The Value of Analyzing Relationships and Where to Invest Your Time
You can treat everyone well. But you can’t invest equal time in every relationship.
The reality is that time and energy are limited. And that can lead you to have surface relationships with everyone. But your limits can also become the impetus for you to get really clear about who and what you’ll focus on.
How do you discern what relationships to invest in?
Here’s a metaphor that might help.
Raising the Pitch
Musicians commonly use a capo to raise the pitch of a fretted instrument so that they can play in a different key using the same fingerings as they would when playing open (i.e., without a capo). In effect, a capo uses a fret of an instrument to create a new nut at a higher note than the instrument’s actual nut. The word derives from the Italian “capotasto,” which means the nut of a stringed instrument.
Just like a capo raises the pitch of a stringed instrument, you can follow the acronym C.A.P.O. (chemistry, access, potential, and outcome) to decide when to raise the pitch of a relationship.
For example, in the external-facing part of my job, I personally do work for about 40 organizations every year. Every one of them gets my best. But only five of them get my all. I really do like working with all of my clients, but I love working with these five. It’s a culture-values fit, and they appreciate me, too. That’s chemistry.
In the case of these five, I have personal access to their senior leaders. They view me as a confidant and peer. Each of the five has more potential for value. The work we’re doing is growing in scope and/or impact. And outcomes can be measured or demonstrated. In some cases, the metrics are anecdotal, in others, they’re documented; in all cases the ROI justifies the relationship.
This formula applies to colleagues, friends, and any other relationships where you can choose to invest discretionary effort. Each requires discernment about when, and with whom, to raise the pitch.
The Value of Analyzing Relationships
A few years ago, someone I liked asked me to help his company. They were struggling with a lack of leadership and accountability. From our conversation, I could tell that this company didn’t invest much in its people. They were overly cost-conscious and maintained a top-down hierarchical approach to management.
“Let me talk to some of your leaders,” I said. “Don’t worry about paying me yet.”
I should have known better.
The only way I could get access to these leaders, given their operational responsibility, was to go to their office early in the morning. I sacrificed my morning and time with family to spend several hours with them. After intense interviews, I left to write up a detailed summary and analysis. Later, I returned to review the materials with my contact and provided a heartfelt recommendation.
Now typically, I would have agreed upfront to bill for this initial phase of work, because it had value. But here, I figured, this was someone I knew. And he seemed well-intentioned with me.
But after my thoughtful and carefully prepared analysis had been delivered, he went radio silent. No returned calls or emails. Finally, several months later, he responded politely but shortly that they were going to stay with the status quo.

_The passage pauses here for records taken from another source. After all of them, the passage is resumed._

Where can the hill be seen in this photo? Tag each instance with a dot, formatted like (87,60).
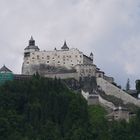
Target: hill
(45,109)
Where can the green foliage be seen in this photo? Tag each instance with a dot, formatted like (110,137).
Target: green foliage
(45,109)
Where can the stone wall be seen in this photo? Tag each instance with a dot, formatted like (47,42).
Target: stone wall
(62,75)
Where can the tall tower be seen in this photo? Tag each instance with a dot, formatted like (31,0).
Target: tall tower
(91,56)
(27,52)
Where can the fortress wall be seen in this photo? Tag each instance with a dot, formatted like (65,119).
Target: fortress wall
(110,89)
(63,75)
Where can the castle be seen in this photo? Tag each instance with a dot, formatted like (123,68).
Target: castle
(64,63)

Why did I invest so much time, I wondered, without any upfront commitment? Maybe if I’d analyzed the relationship, I would have realized that:
- While we had personal chemistry, our values were misaligned. I’m in the business of people and culture development. He showed little interest in that, apart from a recognition of his people problem.
- I did have full access. That wasn’t an issue.
- They did have potential, if they would be willing to make a commitment to change.
- No past successes in people or culture improvement had been demonstrated. And they weren’t clear with me about what organizational outcomes they expected to improve by addressing their leadership and culture issue.
Spending five minutes early in the process to analyze these four criteria would have saved me hours of time and frustration.
Perhaps for you, it’s a friend relationship that needs to be analyzed. Or maybe it’s someone on your team. Consider these questions about whether to raise the pitch:
- Chemistry: How well do we connect personally and align in values?
- Access: How often does this person show up and open up?
- Potential: How strong do I see this relationship becoming?
- Outcomes: What positive results have been or are being shown?
Everyone deserves to be treated well. But it’s only practical to raise the pitch with a handful. Who will they be?